1. Open the build-profile.json configuration file in DevEco Studio and enable code obfuscation.
2. Configure obfuscation-rules.txt to define the parts of the code that need to be obfuscated and retained.
3. Compile the project and check the effect of the obfuscated code.
4. Debug through logs to verify whether the code obfuscation affects the function.

2. Memory Security Code Implementation

In the application, we can encrypt user-sensitive information with AES and combine Heap space management and memory cleanup strategies to ensure the security of sensitive data and the efficient use of application memory.

Code Example: Implementation of Memory Security and Sensitive Data Encryption

function handleSensitiveData() {
    const sensitiveInfo = "User Password";
    const encryptedData = encryptSensitiveData(sensitiveInfo);

    console.info("Encrypted Data:", encryptedData);

    // Decryption operation
    const decryptedData = decryptSensitiveData(encryptedData);
    console.info("Decrypted Data:", decryptedData);
}

3. Debugging and Optimization

In cross-platform services, we can monitor the memory usage through performance monitoring tools and the log system and combine GC tuning strategies and Heap management for optimization to improve the overall performance and security.

Performance Monitoring Tools:

• Use Profiler to check the memory usage of the application.
• Monitor the memory recycling situation through GC logs and adjust the recycling strategy.

Architecture Considerations

Trade-offs between Security and Performance in Cross-platform Architectures

When designing cross-platform applications, security and performance are two important aspects that need to be balanced. Excessive security protection (such as complex encryption algorithms, frequent garbage collection) may affect the performance of the application, while ignoring security will bring potential risks.
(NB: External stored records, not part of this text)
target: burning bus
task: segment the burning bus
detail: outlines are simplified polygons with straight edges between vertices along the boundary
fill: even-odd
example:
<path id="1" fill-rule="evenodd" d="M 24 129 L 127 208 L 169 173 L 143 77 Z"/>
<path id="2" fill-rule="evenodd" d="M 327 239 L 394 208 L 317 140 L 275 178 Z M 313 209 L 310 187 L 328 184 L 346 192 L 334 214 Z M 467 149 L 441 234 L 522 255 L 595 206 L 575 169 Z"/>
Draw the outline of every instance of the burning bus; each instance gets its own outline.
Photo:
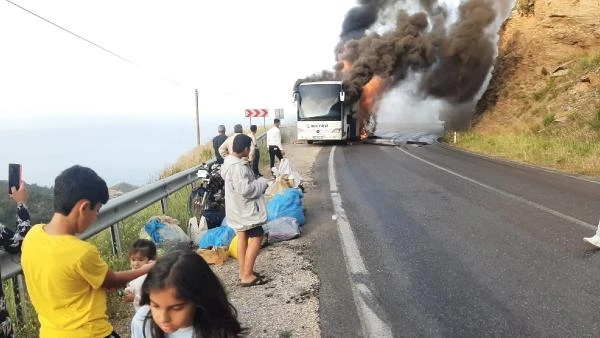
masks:
<path id="1" fill-rule="evenodd" d="M 298 140 L 350 141 L 360 136 L 353 104 L 345 102 L 342 81 L 303 82 L 294 91 Z"/>

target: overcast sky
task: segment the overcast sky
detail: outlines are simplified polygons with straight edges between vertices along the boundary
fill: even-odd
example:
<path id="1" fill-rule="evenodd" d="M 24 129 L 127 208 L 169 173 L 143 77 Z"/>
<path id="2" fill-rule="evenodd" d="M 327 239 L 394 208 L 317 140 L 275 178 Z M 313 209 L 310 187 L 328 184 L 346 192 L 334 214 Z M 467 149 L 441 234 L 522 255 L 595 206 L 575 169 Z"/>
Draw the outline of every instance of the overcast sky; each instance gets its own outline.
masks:
<path id="1" fill-rule="evenodd" d="M 241 115 L 330 69 L 352 0 L 0 1 L 0 118 Z"/>
<path id="2" fill-rule="evenodd" d="M 217 124 L 247 126 L 244 108 L 284 108 L 289 121 L 295 80 L 332 68 L 355 4 L 10 1 L 128 60 L 0 0 L 0 165 L 22 163 L 43 185 L 73 164 L 147 183 L 195 145 L 195 88 L 202 142 Z"/>

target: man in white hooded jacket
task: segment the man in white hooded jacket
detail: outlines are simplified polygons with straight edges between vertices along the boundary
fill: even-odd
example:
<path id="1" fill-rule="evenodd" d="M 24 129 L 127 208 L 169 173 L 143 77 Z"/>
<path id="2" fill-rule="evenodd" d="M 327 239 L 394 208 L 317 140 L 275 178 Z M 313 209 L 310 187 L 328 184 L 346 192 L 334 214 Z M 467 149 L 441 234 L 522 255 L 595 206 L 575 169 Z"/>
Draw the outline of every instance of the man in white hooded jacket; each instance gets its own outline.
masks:
<path id="1" fill-rule="evenodd" d="M 252 169 L 242 158 L 248 157 L 252 139 L 239 134 L 233 139 L 233 153 L 227 155 L 221 167 L 225 180 L 225 217 L 227 224 L 238 236 L 237 259 L 240 286 L 265 284 L 267 279 L 254 271 L 267 222 L 267 205 L 264 192 L 268 181 L 255 178 Z"/>

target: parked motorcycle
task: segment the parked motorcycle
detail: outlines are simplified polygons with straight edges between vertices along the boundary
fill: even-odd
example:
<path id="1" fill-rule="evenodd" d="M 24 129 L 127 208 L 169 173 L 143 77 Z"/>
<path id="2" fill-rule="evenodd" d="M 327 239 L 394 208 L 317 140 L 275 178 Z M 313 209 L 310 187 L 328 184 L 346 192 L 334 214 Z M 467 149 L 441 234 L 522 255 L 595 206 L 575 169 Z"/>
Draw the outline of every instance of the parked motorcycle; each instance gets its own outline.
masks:
<path id="1" fill-rule="evenodd" d="M 190 214 L 198 220 L 204 216 L 209 228 L 218 226 L 225 216 L 225 181 L 221 177 L 221 165 L 203 164 L 198 177 L 200 184 L 192 187 L 188 200 Z"/>

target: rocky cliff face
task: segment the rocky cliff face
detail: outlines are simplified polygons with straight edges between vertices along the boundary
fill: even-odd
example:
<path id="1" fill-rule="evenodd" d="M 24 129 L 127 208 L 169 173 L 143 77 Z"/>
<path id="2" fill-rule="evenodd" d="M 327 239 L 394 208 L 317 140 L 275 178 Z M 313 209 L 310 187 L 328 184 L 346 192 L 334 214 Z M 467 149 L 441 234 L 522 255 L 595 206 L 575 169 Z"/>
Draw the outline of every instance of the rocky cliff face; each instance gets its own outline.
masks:
<path id="1" fill-rule="evenodd" d="M 599 0 L 518 0 L 499 47 L 476 131 L 532 131 L 549 115 L 559 123 L 600 109 Z"/>

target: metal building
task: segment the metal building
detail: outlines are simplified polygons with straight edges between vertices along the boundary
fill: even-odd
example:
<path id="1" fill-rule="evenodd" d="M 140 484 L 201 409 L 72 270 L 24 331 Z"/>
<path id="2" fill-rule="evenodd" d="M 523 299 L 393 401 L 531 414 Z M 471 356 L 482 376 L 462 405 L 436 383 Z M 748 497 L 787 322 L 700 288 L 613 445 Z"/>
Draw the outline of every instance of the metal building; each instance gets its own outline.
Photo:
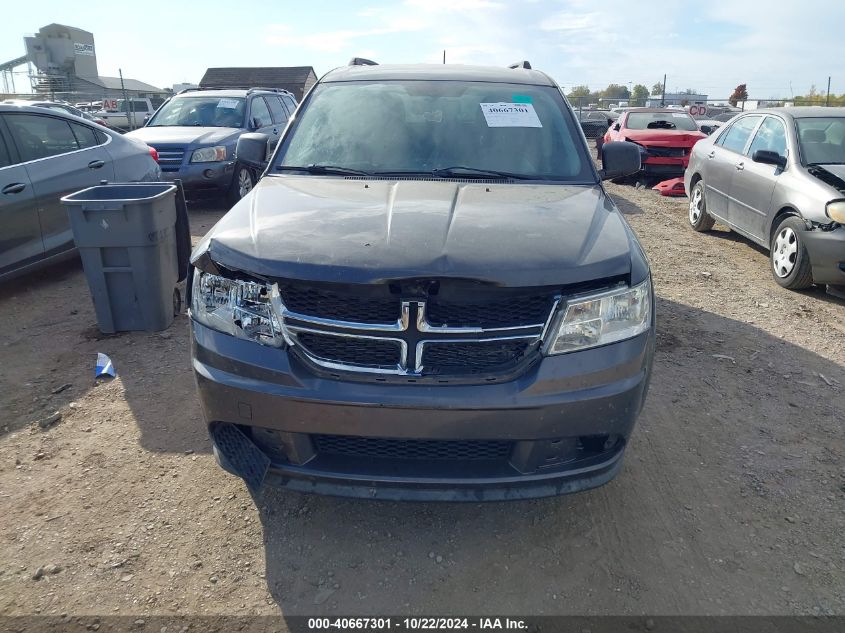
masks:
<path id="1" fill-rule="evenodd" d="M 64 24 L 49 24 L 38 33 L 24 37 L 26 54 L 0 64 L 3 90 L 17 92 L 14 69 L 28 68 L 30 88 L 51 99 L 91 100 L 127 96 L 154 97 L 166 92 L 137 79 L 104 77 L 97 70 L 94 34 Z"/>

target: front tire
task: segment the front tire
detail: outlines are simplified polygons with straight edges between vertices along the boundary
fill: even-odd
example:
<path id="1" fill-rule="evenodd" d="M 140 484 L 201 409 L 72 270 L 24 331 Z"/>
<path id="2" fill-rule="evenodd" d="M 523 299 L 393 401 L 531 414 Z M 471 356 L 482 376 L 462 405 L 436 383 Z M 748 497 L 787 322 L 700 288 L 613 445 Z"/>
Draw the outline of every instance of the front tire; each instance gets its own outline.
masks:
<path id="1" fill-rule="evenodd" d="M 712 229 L 714 224 L 716 224 L 716 218 L 707 213 L 704 181 L 699 180 L 693 185 L 689 196 L 689 225 L 694 231 L 704 233 Z"/>
<path id="2" fill-rule="evenodd" d="M 235 165 L 235 174 L 229 188 L 229 202 L 235 204 L 252 191 L 254 186 L 255 179 L 252 177 L 252 172 L 243 165 Z"/>
<path id="3" fill-rule="evenodd" d="M 807 227 L 800 218 L 789 216 L 772 234 L 769 261 L 775 281 L 788 290 L 802 290 L 813 285 L 810 254 L 802 235 Z"/>

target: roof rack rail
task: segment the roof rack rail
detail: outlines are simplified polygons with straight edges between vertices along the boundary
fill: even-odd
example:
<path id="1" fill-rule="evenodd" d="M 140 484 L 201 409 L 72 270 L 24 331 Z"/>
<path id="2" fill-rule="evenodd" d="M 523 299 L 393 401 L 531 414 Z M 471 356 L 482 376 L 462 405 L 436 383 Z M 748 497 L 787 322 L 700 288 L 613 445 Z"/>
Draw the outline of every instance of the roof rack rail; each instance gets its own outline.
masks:
<path id="1" fill-rule="evenodd" d="M 200 86 L 199 88 L 183 88 L 176 94 L 180 95 L 185 92 L 196 92 L 202 90 L 246 90 L 247 94 L 252 92 L 257 92 L 259 90 L 265 92 L 279 92 L 282 94 L 289 94 L 292 95 L 293 93 L 290 90 L 285 90 L 284 88 L 264 88 L 261 86 Z"/>
<path id="2" fill-rule="evenodd" d="M 353 57 L 349 60 L 347 66 L 378 66 L 378 62 L 372 59 L 365 59 L 364 57 Z"/>
<path id="3" fill-rule="evenodd" d="M 523 59 L 521 62 L 514 62 L 508 68 L 525 68 L 526 70 L 531 70 L 531 62 L 527 59 Z"/>
<path id="4" fill-rule="evenodd" d="M 259 91 L 278 92 L 278 93 L 287 94 L 287 95 L 293 94 L 290 90 L 285 90 L 284 88 L 264 88 L 263 86 L 253 86 L 252 88 L 248 88 L 246 93 L 250 94 L 250 93 L 259 92 Z"/>
<path id="5" fill-rule="evenodd" d="M 177 95 L 181 95 L 186 92 L 196 92 L 197 90 L 220 90 L 220 88 L 211 88 L 209 86 L 197 86 L 196 88 L 182 88 Z"/>

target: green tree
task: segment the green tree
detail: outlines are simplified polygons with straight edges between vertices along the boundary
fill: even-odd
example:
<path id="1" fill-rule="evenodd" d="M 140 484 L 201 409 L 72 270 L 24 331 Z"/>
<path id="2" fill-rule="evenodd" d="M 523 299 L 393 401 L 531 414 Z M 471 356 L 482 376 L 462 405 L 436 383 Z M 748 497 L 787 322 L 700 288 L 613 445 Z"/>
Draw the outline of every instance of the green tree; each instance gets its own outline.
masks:
<path id="1" fill-rule="evenodd" d="M 599 94 L 604 99 L 628 99 L 631 96 L 628 86 L 620 86 L 619 84 L 610 84 Z"/>
<path id="2" fill-rule="evenodd" d="M 745 84 L 739 84 L 736 88 L 734 88 L 734 92 L 728 99 L 728 103 L 730 103 L 732 106 L 736 106 L 737 102 L 747 100 L 748 87 Z"/>
<path id="3" fill-rule="evenodd" d="M 662 81 L 658 81 L 656 84 L 654 84 L 651 87 L 651 94 L 652 94 L 652 96 L 655 96 L 655 97 L 663 94 L 663 82 Z"/>
<path id="4" fill-rule="evenodd" d="M 573 97 L 589 97 L 591 94 L 589 86 L 573 86 L 567 96 L 571 99 Z"/>
<path id="5" fill-rule="evenodd" d="M 631 101 L 634 105 L 645 105 L 646 99 L 648 99 L 648 88 L 642 84 L 634 86 L 631 90 Z"/>

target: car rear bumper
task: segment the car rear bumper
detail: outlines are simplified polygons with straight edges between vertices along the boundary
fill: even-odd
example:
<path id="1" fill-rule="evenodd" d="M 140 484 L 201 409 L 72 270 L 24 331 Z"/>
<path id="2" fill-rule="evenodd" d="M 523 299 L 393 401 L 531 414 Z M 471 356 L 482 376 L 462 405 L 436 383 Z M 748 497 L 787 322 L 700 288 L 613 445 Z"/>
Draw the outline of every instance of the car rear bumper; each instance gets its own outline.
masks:
<path id="1" fill-rule="evenodd" d="M 845 227 L 832 231 L 806 231 L 802 237 L 810 254 L 813 281 L 832 286 L 845 285 Z"/>
<path id="2" fill-rule="evenodd" d="M 192 328 L 224 468 L 244 476 L 238 460 L 251 453 L 266 460 L 268 483 L 389 499 L 527 498 L 606 483 L 621 468 L 654 353 L 651 330 L 544 358 L 506 382 L 385 384 L 322 377 L 285 350 Z M 240 448 L 219 441 L 233 428 Z"/>

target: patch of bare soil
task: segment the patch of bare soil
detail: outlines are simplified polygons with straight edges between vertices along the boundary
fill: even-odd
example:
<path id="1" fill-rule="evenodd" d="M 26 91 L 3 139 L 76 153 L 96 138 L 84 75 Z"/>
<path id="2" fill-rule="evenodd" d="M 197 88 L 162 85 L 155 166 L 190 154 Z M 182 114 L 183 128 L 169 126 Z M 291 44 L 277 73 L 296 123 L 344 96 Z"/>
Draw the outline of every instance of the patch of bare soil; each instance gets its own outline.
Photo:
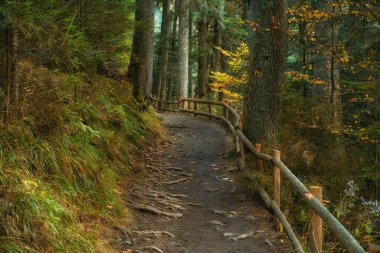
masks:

Therefore, when designing the architecture, we need to comprehensively consider the following points:

• Balance between Performance and Security: Adopt encryption and obfuscation technologies to protect the code and data as much as possible under the condition that the performance allows.
• Reasonable Resource Allocation: Adapt to the hardware and software characteristics of specific platforms on different platforms to optimize memory usage and processing efficiency.
• Maintainability and Extensibility: Achieve cross-platform compatibility through the design of the abstraction layer and ensure the maintainability of the code when expanding functions in the future.